Fue ese 'Poema de la soledad' la copla que ella escogió entre todas las suyas en el año 2011, cuando ya con el peso de sus años nos la cantó magistralmente a sus paisanos, que acabábamos de nombrarla Hija Predilecta de su pueblo de Lora. Fue la última vez que desplegó en público su inconfundible poderío vocal. Dado que en aquel momento yo compartí con ella ese mismo honor, hoy recuerdo, emocionado, la unción con la que Gracia, puesta de pie, dejó salir de su garganta prodigiosa todas las soledades de aquella copla de amor envuelta en el misterio. Una copla que ella cantó por vez primera en el año 1978 en el programa 'Cantares' de Televisión Española, y que a mí me encamina a los 'cantos de soledad' de la tradición poética española («A mis soledades voy, / de mis soledades vengo, / porque para andar conmigo / me bastan mis pensamientos», que cantó Lope de Vega), un género esencial, emparentado con la soleá flamenca, que habla de una de las experiencias más dramáticas de la condición humana. Por eso creo que en la vida de Gracia Montes el sentimiento de soledad tuvo que ser mucho más que el simple argumento de una canción, tal vez el símbolo de una trayectoria personal vivida con la discreción, la dignidad y la callada elegancia de alguien que no se ajustó nunca al fácil estereotipo de un falso folklorismo al uso en el papel couché de las revistas del corazón. Y tal vez el precio que tuvo que pagar por esa insobornable independencia suya.

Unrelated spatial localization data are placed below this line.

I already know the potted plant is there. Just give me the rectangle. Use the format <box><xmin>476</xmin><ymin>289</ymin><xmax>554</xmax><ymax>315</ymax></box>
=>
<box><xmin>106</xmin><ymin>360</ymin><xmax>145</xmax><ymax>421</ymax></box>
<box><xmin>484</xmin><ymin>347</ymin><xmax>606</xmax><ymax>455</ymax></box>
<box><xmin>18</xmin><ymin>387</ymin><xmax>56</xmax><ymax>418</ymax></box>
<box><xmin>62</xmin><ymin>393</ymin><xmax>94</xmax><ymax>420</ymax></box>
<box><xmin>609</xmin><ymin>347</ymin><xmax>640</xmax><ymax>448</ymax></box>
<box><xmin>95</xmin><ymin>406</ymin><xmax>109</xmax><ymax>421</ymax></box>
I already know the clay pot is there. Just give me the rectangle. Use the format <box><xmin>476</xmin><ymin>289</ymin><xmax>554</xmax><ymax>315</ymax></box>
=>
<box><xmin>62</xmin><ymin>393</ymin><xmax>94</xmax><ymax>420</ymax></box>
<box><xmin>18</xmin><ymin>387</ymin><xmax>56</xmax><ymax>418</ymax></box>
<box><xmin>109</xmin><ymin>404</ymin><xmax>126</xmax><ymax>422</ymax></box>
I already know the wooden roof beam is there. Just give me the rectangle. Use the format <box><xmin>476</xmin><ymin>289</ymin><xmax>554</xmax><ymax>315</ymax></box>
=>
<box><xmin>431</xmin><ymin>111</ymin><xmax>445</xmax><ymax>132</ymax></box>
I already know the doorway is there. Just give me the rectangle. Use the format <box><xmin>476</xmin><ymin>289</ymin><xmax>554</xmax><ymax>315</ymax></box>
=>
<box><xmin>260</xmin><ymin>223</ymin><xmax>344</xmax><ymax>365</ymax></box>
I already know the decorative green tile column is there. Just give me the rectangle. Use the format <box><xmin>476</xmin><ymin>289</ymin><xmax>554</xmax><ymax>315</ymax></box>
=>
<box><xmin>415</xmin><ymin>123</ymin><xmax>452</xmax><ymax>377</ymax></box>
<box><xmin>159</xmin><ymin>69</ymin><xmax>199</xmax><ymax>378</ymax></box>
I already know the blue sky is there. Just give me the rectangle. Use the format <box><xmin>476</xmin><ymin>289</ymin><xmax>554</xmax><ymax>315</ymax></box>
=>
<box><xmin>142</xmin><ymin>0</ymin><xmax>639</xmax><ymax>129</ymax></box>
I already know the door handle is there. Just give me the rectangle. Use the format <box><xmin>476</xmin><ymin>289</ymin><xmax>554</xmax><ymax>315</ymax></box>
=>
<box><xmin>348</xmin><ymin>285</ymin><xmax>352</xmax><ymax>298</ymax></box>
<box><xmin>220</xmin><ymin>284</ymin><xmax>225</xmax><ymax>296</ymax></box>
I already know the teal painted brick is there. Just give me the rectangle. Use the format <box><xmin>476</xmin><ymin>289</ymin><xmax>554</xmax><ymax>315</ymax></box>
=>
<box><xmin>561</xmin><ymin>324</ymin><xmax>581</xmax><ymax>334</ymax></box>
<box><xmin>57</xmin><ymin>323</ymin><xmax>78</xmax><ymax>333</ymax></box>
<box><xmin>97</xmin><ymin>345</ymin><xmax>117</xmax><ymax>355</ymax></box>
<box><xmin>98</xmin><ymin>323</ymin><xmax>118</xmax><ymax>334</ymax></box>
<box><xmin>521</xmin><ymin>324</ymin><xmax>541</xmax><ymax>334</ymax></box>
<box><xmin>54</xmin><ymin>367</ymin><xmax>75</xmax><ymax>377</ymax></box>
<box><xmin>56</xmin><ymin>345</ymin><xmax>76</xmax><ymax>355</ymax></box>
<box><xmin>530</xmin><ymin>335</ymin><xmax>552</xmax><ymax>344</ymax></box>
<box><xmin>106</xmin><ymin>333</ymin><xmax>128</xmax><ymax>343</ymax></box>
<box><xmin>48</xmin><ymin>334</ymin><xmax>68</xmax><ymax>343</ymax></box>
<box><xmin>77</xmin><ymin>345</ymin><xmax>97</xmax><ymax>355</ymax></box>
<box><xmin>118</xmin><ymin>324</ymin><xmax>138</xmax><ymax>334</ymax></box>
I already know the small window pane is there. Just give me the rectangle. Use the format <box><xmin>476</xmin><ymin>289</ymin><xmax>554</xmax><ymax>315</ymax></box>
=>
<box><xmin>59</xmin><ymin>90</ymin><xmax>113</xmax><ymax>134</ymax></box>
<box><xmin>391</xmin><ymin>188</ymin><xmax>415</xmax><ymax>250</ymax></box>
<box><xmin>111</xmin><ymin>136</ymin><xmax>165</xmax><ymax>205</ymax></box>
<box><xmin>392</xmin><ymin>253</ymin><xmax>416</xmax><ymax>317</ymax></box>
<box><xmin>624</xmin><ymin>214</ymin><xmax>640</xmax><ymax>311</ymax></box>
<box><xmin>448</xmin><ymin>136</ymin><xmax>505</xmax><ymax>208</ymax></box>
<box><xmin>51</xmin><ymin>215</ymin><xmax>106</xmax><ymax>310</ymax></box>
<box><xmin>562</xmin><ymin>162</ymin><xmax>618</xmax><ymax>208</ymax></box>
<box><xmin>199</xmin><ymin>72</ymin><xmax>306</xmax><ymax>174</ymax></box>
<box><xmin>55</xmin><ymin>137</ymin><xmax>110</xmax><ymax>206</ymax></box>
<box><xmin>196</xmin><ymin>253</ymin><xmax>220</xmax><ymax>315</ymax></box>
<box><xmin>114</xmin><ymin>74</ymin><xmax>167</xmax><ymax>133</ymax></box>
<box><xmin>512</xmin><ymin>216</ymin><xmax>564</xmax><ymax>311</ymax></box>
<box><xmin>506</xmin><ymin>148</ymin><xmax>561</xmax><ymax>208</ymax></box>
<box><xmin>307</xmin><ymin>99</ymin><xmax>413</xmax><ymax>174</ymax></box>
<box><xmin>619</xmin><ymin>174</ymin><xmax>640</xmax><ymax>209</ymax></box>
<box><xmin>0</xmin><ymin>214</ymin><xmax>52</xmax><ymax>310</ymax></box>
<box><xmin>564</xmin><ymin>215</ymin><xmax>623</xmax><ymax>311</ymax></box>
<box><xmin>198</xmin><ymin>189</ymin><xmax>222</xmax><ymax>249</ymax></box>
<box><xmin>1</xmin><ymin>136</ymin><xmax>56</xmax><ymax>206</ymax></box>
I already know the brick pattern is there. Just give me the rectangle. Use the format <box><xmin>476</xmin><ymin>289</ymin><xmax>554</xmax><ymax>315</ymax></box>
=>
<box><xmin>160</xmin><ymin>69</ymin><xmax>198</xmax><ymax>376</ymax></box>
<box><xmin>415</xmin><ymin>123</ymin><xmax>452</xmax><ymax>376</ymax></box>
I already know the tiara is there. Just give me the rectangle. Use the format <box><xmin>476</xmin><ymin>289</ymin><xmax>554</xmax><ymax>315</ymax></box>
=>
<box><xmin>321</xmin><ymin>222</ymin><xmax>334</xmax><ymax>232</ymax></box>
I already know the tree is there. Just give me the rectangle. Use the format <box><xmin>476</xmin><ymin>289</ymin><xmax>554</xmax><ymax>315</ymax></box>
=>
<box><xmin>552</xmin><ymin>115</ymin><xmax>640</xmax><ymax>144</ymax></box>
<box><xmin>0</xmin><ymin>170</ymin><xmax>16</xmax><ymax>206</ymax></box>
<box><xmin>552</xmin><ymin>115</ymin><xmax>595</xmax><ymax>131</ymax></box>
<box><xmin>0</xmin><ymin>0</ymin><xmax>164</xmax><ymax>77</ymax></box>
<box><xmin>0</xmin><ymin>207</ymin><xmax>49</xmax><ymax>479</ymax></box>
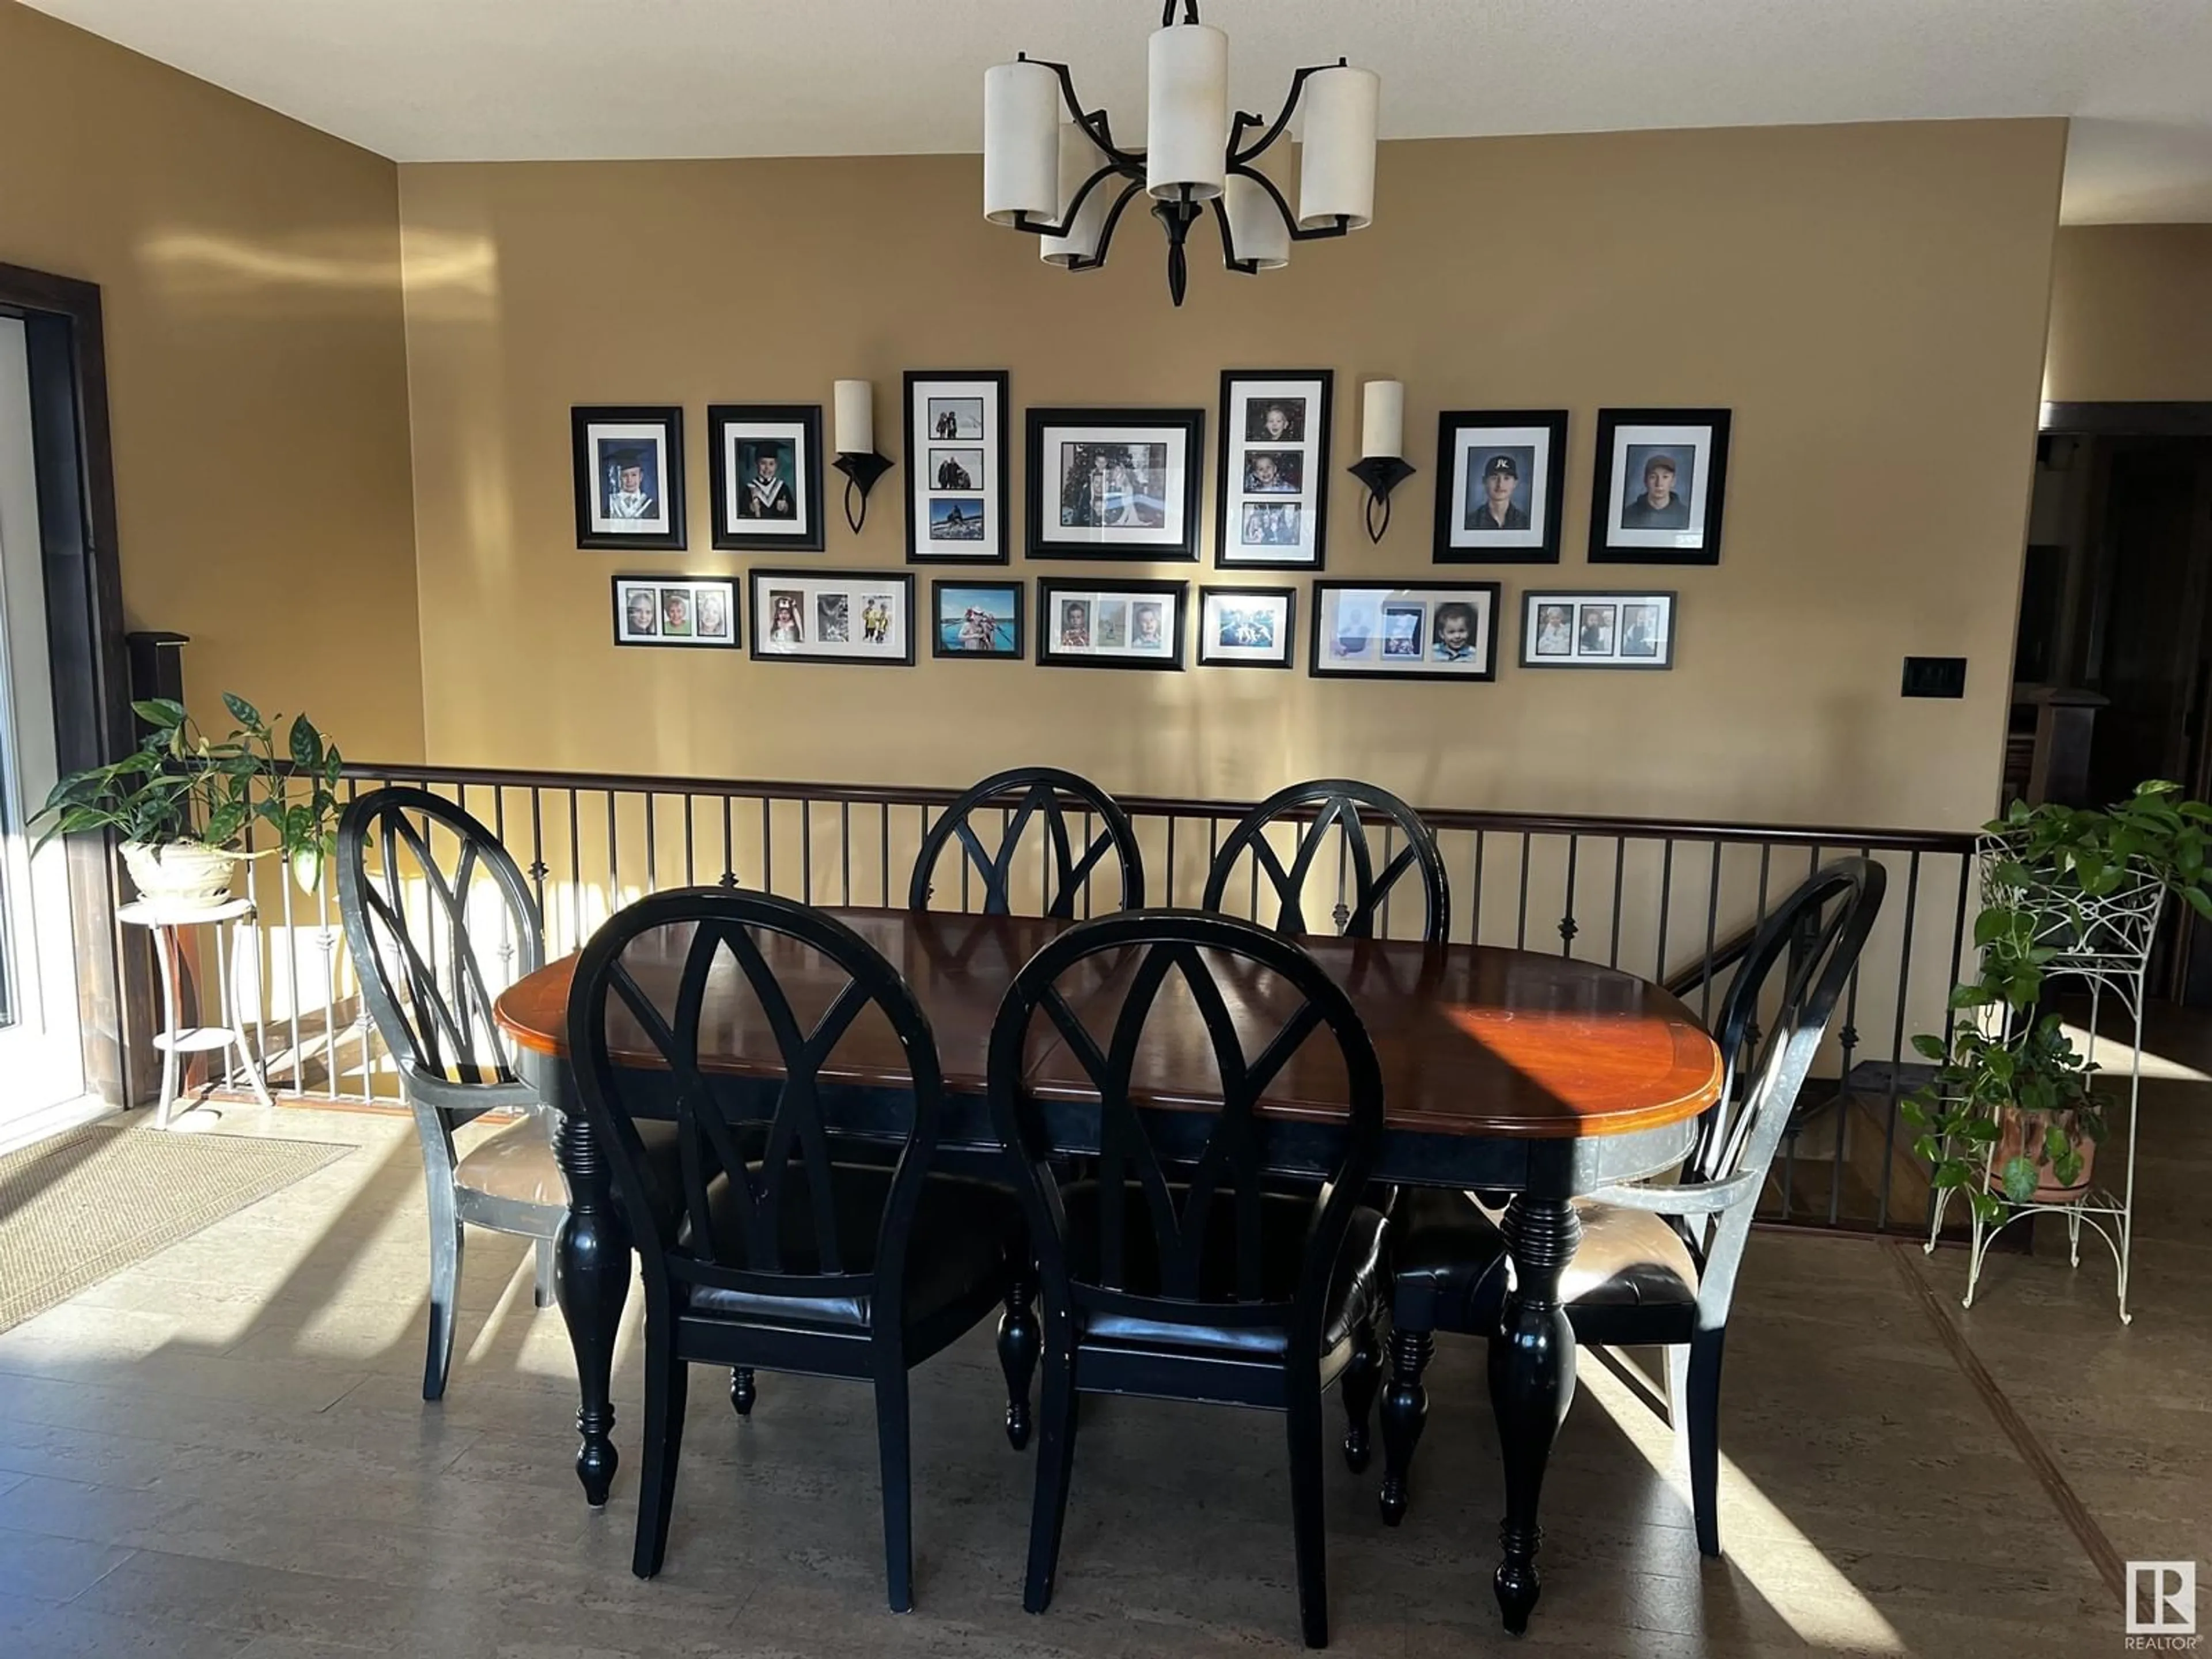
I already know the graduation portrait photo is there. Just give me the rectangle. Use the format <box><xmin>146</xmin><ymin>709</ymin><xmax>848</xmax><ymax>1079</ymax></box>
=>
<box><xmin>572</xmin><ymin>406</ymin><xmax>685</xmax><ymax>550</ymax></box>
<box><xmin>710</xmin><ymin>403</ymin><xmax>824</xmax><ymax>552</ymax></box>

Recuerdo a Gracita Cabrera, aquella niña de 'La Sollería' (la calle de las Ollerías) con la voz de cristal que cantaba de vez en cuando en algunas casas de Lora, que había llamado la atención de Pastora Pavón, 'Niña de los Peines', entonces un templo vivo del cante, y que un día pudo cumplir sus primeros sueños de artista en la compañía de Pepe Pinto. Convertida más tarde en Gracia Montes, aquella niña acabaría siendo una de las grandes señoras de la copla, ese hermoso género musical que hoy, al igual que la fiesta de los toros y tantos otros signos inequívocamente nuestros, no pasa por su mejor momento. No conozco otro país en el mundo que más desaires haga a sus mismas señas identitarias y a sus mismos símbolos. Pero en el señorío vocal de artistas como Gracia la copla alcanzaría la grandeza de un monumento a las raíces más hondas del sentir del pueblo. Y en su cantar único, la vibración de sus notas rompería el silencio reverencial de todos cuantos la hemos admirado en vida. Ahora, ya silente su voz, «nos deja harto consuelo su memoria» de genio de la copla.
Nos queda su voz grabada en una extensa discografía, el prodigio de su 'vibrato' único, la desenvuelta elevación de sus agudos y el aire flamenco de sus coplas cuando se ponía a cantar con la gracia de su mismo nombre. En la soledad última de su figura, en el último quiebro de su vida, ya en la historia de la mejor canción española de todos los tiempos, la tierra de Lora la acoge dulcemente para arrullar el último sueño de aquella muchacha que un día salió del pueblo para dictar al mundo la sublime elegancia de su garganta de seda.